Court Opinion

ID: 9618843
Source: CourtListenerOpinion
Date Created: 2023-08-22 05:18:02.81324+00
Date Added: 2024-06-11T12:26:11.745557
License: Public Domain

Pannell, Judge,
concurring specially. While I agree with the conclusion reached in Division 1 of the opinion, I cannot agree with the rule of law set forth therein as it is stated for the reason that a necessary element of the rule is omitted. The intimation in Division 1 is that there is no longer a procedure for objecting to an amendment upon the ground that the amendment does not meet the ruling on demurrer. Prior to the Civil *799Practice Act (which has abolished demurrers in all the courts of this state which are courts of record) where demurrers, either general or special, were sustained with leave to amend and the order provided for dismissal upon failure to amend and an amendment was filed to the pleadings within the time required and the defendant, without at that time also objecting to the amendment as not meeting the rulings on demurrer, merely renewed the demurrer to the petition as amended and filed additional demurrers to the petition as amended, the demurrant waived the law of the case established by the ruling made and the entire petition as amended must be considered on the renewed and additional demurrers. See Perkins v. First Nat.

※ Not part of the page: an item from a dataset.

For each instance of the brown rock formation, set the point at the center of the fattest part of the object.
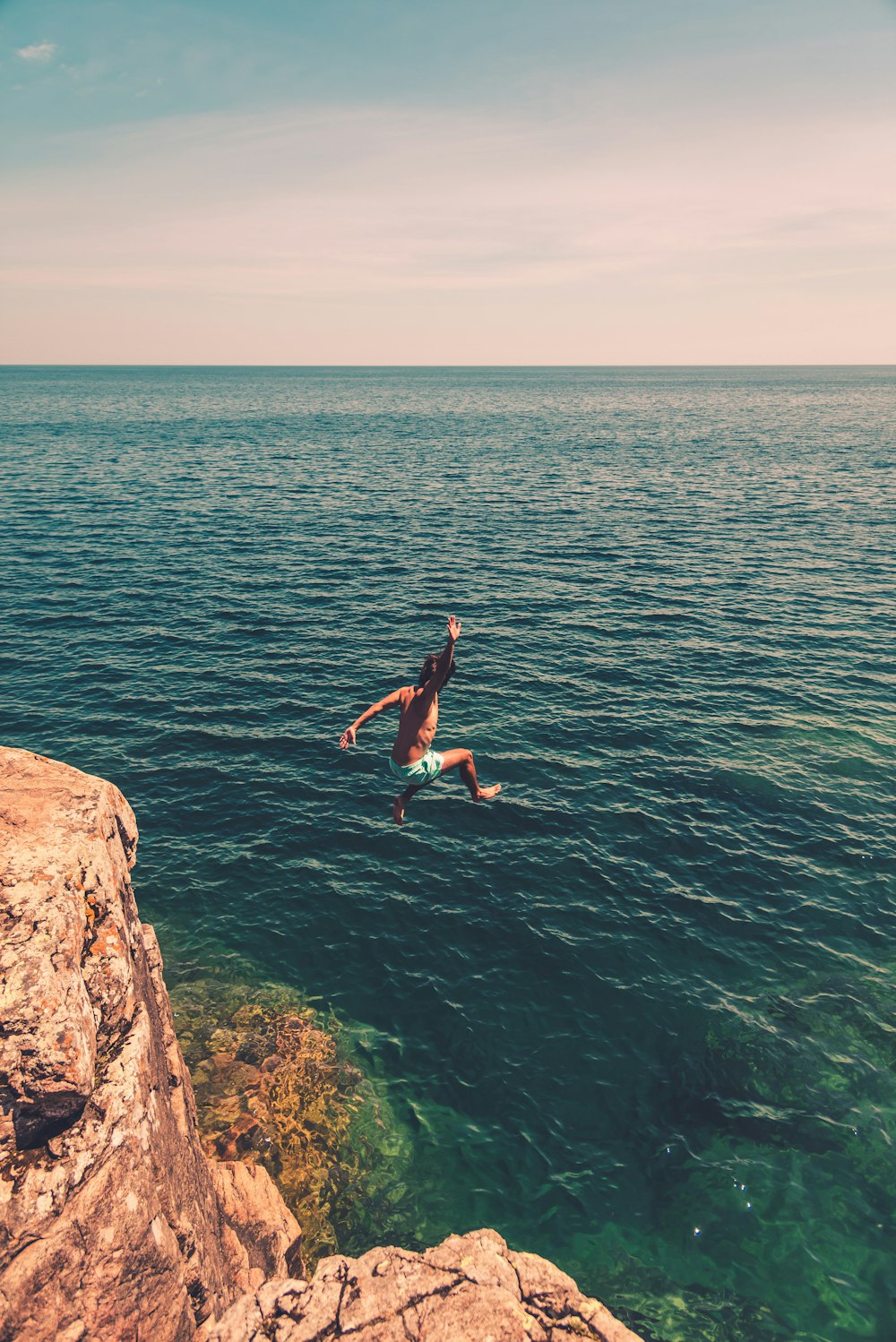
(470, 1288)
(114, 1226)
(112, 1220)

Bank, 221 Ga. 82, 94 (143 SE2d 474) in which it was said: “[I]t appears that when the amendment to the petition was offered neither defendant moved that it be disallowed or stricken, but both renewed their original motion and demurrer to the petition as amended and further demurred to the petition as amended. This constituted a waiver of the right to insist that the original judgment finally disposed of the case because in such renewed motion and demurrer to the petition as amended and demurrers to the petition and its amendment as a unit, the defendants recognized the original judgment sustaining their respective motion and demurrer was not final and did not dismiss the petition. See Benion v. Life & Cas. Ins. Co., 84 Ga. App. 509 (2) (66 SE2d 75).” See also Folsom v. Howell, 94 Ga. 112 (1) (21 SE 136); Jones v. Butler, 191 Ga. 126, 128 (12 SE2d 326); Smith v. Bugg, 35 Ga. App. 317, 320 (133 SE 49); Woodland Hills Co. v. Lawton, 37 Ga. App. 742 (3) (142 SE 208); Parsons v. Foshee, 80 Ga. App. 127, 130 (2) (55 SE2d 386); Olds Motor Works v. Olds Oakland Co., 140 Ga. 400 (78 SE 902).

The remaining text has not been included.